Alberto era madrugador, era uno de los primeros en llegar a la oficina por lo que yo tenía que levantarme mucho más temprano que de costumbre para estar allí cuando él apareciera. Él entraba saludando a todo el personal educadamente menos a mí, se limitaba a mirarme de arriba abajo para asegurarse de que cumplía sus normas sobre el tipo de ropa que debía llevar. Diez minutos más tarde me llamaba a su despacho. Yo le llevaba el desayuno, café y tostadas con mermelada. El ritual era siempre el mismo: dejaba la bandeja sobre su mesa, me desnudaba totalmente, giraba sobre mis talones, dando un par de vueltas sobre mi misma exhibiéndome ante él, ponía azúcar en su taza, untaba las tostadas y me arrodillaba ante él para liberar su pene del pantalón y chupárselo. Él desayunaba despacio sintiendo mi lengua en su sexo y gozando del momento, sabía que me tenía totalmente en su poder.
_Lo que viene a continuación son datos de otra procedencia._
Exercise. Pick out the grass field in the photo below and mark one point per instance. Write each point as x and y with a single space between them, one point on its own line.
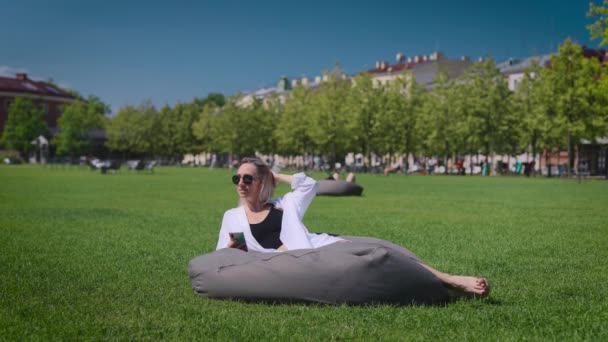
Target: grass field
104 257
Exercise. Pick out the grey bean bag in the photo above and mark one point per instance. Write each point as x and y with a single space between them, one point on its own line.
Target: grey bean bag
338 188
364 271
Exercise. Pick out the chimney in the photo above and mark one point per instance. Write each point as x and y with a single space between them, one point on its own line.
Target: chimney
435 56
400 58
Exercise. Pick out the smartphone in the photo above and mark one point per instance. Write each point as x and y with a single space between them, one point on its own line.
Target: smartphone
239 241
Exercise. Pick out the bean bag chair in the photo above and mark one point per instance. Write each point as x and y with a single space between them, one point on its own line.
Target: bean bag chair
338 188
363 271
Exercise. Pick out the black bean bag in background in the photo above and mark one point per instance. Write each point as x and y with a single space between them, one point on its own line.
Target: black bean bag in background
364 271
338 188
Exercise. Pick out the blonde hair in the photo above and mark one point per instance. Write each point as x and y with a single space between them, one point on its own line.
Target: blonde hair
264 175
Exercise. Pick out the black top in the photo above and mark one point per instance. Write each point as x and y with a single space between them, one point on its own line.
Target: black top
268 231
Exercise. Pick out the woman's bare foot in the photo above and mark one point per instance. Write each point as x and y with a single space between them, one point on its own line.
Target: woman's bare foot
470 286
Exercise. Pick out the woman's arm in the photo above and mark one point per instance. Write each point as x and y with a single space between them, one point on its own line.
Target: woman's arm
224 240
304 190
280 178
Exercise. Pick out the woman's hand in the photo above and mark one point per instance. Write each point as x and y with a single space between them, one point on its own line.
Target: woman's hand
282 178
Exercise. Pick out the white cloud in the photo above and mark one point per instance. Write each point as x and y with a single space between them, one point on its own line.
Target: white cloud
7 71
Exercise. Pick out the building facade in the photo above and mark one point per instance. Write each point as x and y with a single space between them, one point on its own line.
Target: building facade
48 96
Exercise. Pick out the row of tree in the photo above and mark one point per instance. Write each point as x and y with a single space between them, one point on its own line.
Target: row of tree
554 106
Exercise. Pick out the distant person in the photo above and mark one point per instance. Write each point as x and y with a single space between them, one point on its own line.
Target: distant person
336 176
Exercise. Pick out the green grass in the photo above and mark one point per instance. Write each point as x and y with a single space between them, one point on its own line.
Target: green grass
104 257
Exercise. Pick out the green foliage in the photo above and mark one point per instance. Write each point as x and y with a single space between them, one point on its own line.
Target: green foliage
203 128
329 117
91 257
531 105
599 29
25 123
364 104
487 95
175 136
76 121
132 129
573 80
293 128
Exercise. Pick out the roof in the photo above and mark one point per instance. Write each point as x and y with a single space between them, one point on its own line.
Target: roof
512 65
392 68
22 84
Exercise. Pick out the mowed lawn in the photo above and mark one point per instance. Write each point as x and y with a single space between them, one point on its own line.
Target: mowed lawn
85 256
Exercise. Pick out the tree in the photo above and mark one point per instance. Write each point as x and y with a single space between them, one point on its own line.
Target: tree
329 116
574 79
486 93
25 123
129 131
364 104
440 118
202 129
292 132
401 110
76 121
216 99
531 104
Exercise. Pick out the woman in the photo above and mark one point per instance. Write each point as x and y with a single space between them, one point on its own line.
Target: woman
276 225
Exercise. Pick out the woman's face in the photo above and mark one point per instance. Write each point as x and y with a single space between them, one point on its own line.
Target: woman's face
249 192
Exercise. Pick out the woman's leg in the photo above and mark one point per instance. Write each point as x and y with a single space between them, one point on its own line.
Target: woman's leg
464 284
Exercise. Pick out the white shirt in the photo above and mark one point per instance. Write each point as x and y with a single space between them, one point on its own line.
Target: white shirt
294 234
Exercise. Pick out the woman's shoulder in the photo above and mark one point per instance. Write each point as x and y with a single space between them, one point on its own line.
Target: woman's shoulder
232 212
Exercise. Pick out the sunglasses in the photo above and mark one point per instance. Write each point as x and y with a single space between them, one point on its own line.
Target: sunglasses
247 179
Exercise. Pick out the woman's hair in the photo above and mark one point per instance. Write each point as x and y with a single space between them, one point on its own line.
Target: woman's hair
265 176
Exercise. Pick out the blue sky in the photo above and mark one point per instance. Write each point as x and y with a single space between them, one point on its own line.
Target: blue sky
172 51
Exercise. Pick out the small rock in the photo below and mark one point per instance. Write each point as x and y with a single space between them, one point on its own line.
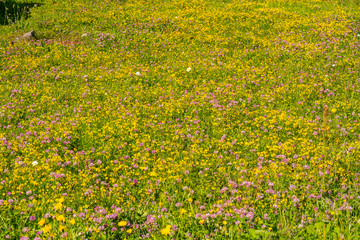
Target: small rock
85 35
29 35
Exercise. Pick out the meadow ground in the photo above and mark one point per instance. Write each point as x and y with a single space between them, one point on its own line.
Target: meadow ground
182 119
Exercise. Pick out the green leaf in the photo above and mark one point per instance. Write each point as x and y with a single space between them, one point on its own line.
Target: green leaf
252 233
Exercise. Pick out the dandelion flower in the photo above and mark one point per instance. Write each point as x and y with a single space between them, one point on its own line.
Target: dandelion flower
122 223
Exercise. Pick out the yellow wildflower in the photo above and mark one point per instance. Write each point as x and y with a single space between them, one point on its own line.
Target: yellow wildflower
41 222
122 223
60 218
61 228
47 228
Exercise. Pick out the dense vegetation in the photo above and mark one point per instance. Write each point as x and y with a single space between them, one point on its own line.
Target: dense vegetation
183 119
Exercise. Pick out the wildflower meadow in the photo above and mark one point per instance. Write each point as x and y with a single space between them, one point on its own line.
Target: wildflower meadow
180 119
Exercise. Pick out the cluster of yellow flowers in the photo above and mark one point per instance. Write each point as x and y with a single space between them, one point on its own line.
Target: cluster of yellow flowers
180 118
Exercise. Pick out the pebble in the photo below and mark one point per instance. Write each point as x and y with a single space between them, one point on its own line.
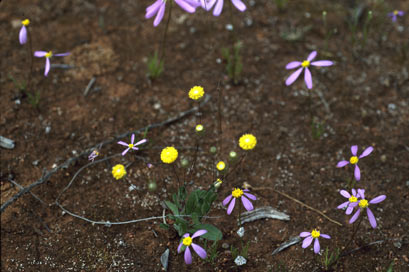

Su corrida no tardaba en llegar y apretando mi cabeza contra él me hundía su sexo hasta la garganta y yo tragaba todo su semen, lamía su sexo hasta dejarlo limpio y esperaba sus ordenes de rodillas con las piernas entreabiertas.
Algunos días me sentaba encima de su mesa frente a él, cogía mermelada con un dedo, refregaba mi sexo que automáticamente empezaba a segregar jugos y me lamía lentamente: sorbiendo, lamiendo, mordiendo hasta que el mundo desaparecía de mi vista, mi cuerpo temblaba y se arqueaba sacudido por un tremendo orgasmo.
-Muy bien María, me encanta ver la cara de zorra que pones cuando te corres.
Y sus dedos empezaban a penetrarme sin piedad incrementando el placer y haciendo que mi orgasmo se encadenara con otro.
Otras veces me hacía tumbar en el suelo con las piernas muy abiertas y se sentaba en una silla detrás de mi cabeza de manera que lo único que veía cuando miraba hacía arriba era su sexo erecto. Me pedía que me masturbara para él. Yo acariciaba mis pechos, pellizcaba mis pezones y frotaba mi sexo totalmente expuesto.
-Pellízcate el clítoris.
Yo obedecía sus indicaciones sintiendo su mirada sobre mí, escrutando todos mis gestos.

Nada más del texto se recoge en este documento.